Department of Energy Brings Public and Private Sector Together for Ideas on Better Protecting Energy Grid

The US energy grid is about 85 percent privately owned, making its cyber defense challenging. Many cybersecurity experts have warned it is vulnerable, and so the Department of Energy is bringing the public and private sector together to solicit ideas about better protecting the energy grid. According to The Washington Examiner, “Energy Secretary Rick Perry's cybersecurity office has convened the first meeting of a new ‘tri-sector’ federal task force with industry to find gaps in defending the nation's energy grid against cyberattacks… […] The tri-sector group brings together the Energy Department with the Departments of Transportation and Homeland Security, together with the utility, banking, and telecom sectors to better coordinate a federal response…”

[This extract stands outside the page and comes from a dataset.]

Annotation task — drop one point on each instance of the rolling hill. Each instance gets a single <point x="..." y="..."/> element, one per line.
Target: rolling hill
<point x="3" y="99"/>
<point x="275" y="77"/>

Cybersecurity Reports and Surveys Roundup

We’ve rounded up a few of the best cybersecurity reports and surveys released last week:

  • Cyber criminals increasingly target cryptocurrency, research finds: Reported in The Hill, “Cybersecurity firm McAfee found that the use of cryptocurrency mining malware increased by 86 percent during the second quarter of 2018. The increase continues a trend that has already escalated over the past few months.”
  • Your Web Applications Are More Vulnerable Than You Think: Reported in SecurityIntelligence, “44 percent of web applications are vulnerable to data leakage and security problems. In other words, threat actors have easy access to the personal customer data those applications handle across a variety of verticals such as banking, e-commerce and communications. In addition, 48 percent of the applications were found to be vulnerable to unauthorized access, with 17 percent having exploits that could result in a full takeover by a threat actor.”
  • An investigation into how cyber ready businesses really are: Reported in Help Net Security, “Vodafone’s Cyber Ready Barometer notes 48% of cyber ready businesses are reporting more than 5% increases in annual revenue as well as high stakeholder trust levels. Despite this, the research also shows that only 24% of businesses globally could reasonably call themselves cyber ready. Cyber readiness, according to the report, is a mix of different measures including cyber operations, cyber strategies, cyber resilience, an understanding of risk and employee awareness.”
  • Replication won’t protect VMs against ransomware: Reported in ComputerWeekly.com, “44% of organizations rely or some form of replication as part of their backup and/or disaster recovery (DR) strategy. However, 24% have experienced data corruption or a ransomware attack, according to a survey of 300 companies.”
  • Cloud Biometrics Use to Soar in Two Years: Report: Reported in Infosecurity Magazine, “Over half a billion customers worldwide will be using cloud-based biometrics to securely authenticate with their banks within two years, according to a new analyst report.”
  • Payment Security Compliance drops for the first time in six years, states Verizon’s 2018 Payment Security Report: According to a press release, “Data gathered by Verizon’s PCI DSS qualified security assessors (QSAs) during 2017 demonstrates that PCI compliance is decreasing amongst global businesses, with only 52.4 percent of organizations maintaining full compliance in 2017, compared to 55.4 percent in 2016.”
  • Government Data Says Millions Of Health Records Are Breached Every Year: Reported in Forbes, “The number of annual health data breaches increased 70% to 344 over the past seven years, with 75% of the breached, lost, or stolen records – 132 million – being breached by a ‘hacking or IT incident,’ a nebulous category created by the government that doesn’t appear to distinguish malicious theft from accidental loss.”